I saw an interesting article by New York writer Tim Marchman on this very subject. He quotes BP to the effect that they chose not to use play by play data, because the data is not avaiable for minor league players, and their analyses try to keep the data uniform between the minors and majors.
As I understand the idea here, BP wants to make apples-to-apples comparisons between their minor league and major league defensive numbers, and so is artificially crippling the data set they're using to derive the major league numbers to bring it into line with the less granular data available for the minors. I see the appeal, but it makes the topline numbers suspect, especially when the system arrives at seemingly wonky results like Bobby Abreu rating as a plus defender and Hanley Ramirez as a Gold Glove candidate last year. Of course even very good systems have outliers, but not every system intentionally deals with a reduced set of data. For now I'll continue to rely on UZR and Plus/Minus, though I'll be curious to see what people like Tom Tango have to say about the technical pros and cons of the new system.
I understand the idea that some comparisons can't be made because play by play data isn't available.
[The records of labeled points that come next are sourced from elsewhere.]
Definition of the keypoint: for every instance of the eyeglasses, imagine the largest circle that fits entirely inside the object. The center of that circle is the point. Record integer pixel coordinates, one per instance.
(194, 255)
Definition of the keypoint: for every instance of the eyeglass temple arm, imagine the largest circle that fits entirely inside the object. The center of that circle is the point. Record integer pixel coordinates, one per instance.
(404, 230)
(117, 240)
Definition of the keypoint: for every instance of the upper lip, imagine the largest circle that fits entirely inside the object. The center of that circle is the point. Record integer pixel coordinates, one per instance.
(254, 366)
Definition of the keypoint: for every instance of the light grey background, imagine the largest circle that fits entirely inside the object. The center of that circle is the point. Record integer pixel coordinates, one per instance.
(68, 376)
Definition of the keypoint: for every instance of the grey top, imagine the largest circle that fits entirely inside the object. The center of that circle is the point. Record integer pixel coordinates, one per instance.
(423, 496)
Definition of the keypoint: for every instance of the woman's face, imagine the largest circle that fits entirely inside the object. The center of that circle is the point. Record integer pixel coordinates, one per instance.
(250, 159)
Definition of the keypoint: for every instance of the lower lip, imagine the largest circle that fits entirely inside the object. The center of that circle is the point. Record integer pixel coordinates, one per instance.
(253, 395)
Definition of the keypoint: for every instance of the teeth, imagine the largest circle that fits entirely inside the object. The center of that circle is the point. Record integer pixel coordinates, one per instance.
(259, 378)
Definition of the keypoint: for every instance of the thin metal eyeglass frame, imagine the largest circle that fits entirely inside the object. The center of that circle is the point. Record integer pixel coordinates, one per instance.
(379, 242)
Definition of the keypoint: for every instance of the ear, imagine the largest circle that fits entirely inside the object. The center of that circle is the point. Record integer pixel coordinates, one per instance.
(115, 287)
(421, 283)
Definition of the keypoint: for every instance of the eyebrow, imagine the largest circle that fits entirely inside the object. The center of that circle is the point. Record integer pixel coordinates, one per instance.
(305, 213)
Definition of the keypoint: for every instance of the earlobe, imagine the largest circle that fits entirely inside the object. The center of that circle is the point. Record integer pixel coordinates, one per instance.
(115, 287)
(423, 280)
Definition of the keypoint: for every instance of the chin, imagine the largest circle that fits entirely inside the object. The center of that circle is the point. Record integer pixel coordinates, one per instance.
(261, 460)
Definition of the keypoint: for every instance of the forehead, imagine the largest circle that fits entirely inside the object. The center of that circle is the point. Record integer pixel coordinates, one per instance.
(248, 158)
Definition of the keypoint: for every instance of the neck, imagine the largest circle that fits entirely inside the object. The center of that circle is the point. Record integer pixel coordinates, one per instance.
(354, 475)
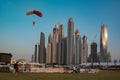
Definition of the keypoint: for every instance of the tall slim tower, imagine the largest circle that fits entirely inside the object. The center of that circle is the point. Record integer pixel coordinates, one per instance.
(49, 50)
(61, 44)
(77, 47)
(85, 50)
(93, 55)
(55, 45)
(49, 54)
(70, 42)
(42, 54)
(103, 43)
(37, 46)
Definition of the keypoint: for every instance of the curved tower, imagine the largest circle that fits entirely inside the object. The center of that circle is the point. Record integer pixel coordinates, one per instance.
(77, 47)
(103, 43)
(85, 50)
(70, 42)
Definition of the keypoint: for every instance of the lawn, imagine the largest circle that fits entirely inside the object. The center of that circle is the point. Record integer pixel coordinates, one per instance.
(102, 75)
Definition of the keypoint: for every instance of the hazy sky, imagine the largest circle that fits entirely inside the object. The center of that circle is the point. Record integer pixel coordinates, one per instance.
(18, 36)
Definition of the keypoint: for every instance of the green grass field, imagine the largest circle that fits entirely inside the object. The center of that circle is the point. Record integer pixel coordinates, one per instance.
(102, 75)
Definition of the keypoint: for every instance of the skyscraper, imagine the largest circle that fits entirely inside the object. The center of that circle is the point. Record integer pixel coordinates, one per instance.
(93, 55)
(32, 58)
(49, 50)
(55, 45)
(70, 42)
(85, 50)
(42, 54)
(77, 47)
(61, 44)
(37, 46)
(103, 43)
(49, 54)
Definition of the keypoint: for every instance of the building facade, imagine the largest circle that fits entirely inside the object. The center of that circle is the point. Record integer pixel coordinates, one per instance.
(77, 47)
(70, 42)
(84, 50)
(42, 53)
(55, 45)
(93, 56)
(103, 43)
(61, 44)
(37, 48)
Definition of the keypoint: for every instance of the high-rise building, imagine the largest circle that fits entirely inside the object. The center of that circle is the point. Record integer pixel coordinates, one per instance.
(61, 44)
(32, 58)
(64, 50)
(77, 47)
(85, 50)
(70, 42)
(49, 54)
(55, 45)
(37, 46)
(42, 54)
(93, 55)
(109, 57)
(50, 38)
(103, 43)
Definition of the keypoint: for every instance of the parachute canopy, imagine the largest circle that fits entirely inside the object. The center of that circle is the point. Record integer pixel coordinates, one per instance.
(38, 13)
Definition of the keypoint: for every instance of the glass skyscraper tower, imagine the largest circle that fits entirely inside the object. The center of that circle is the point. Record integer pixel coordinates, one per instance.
(103, 43)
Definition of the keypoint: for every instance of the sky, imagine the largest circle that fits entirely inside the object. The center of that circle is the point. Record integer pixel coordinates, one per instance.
(18, 35)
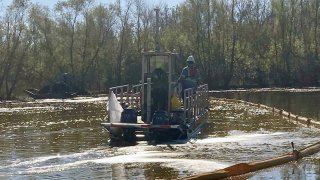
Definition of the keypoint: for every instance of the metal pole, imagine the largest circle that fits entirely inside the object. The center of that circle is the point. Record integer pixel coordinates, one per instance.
(157, 38)
(148, 100)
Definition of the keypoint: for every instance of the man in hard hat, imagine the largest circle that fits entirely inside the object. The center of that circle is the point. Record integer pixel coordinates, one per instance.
(189, 77)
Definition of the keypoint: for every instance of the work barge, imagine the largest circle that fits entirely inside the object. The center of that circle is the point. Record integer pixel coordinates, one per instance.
(153, 111)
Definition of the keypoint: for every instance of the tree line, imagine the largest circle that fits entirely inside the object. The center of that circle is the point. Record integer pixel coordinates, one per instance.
(248, 43)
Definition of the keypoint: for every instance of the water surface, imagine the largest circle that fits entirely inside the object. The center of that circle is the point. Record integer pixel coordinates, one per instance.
(63, 139)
Methods like Total Zone were developed in order to make defensive comparisons across baseball eras. For example, with this method we find out that Adam Everett was a truly exceptional shortstop, and that Mark Belanger is one of the few shortstops from the 60's who can be compared to him. However, Total Zone clearly is inferior to play by play systems, like UZR, PMR, and Fielding Bible, because it relies upon drawing inferences and proxies which can be derived from retrosheet summary data. I should note that Total Zone is also used to derive defensive data on minor league players. It would be interesting to know how those ratings compare to BP's defensive system.
I suppose this goes to show that you can't do everything well. In the case of Baseball Prospectus, the minor league data part of their projections is so important for what they want to do that it trumps the accuracy of ML defensive data.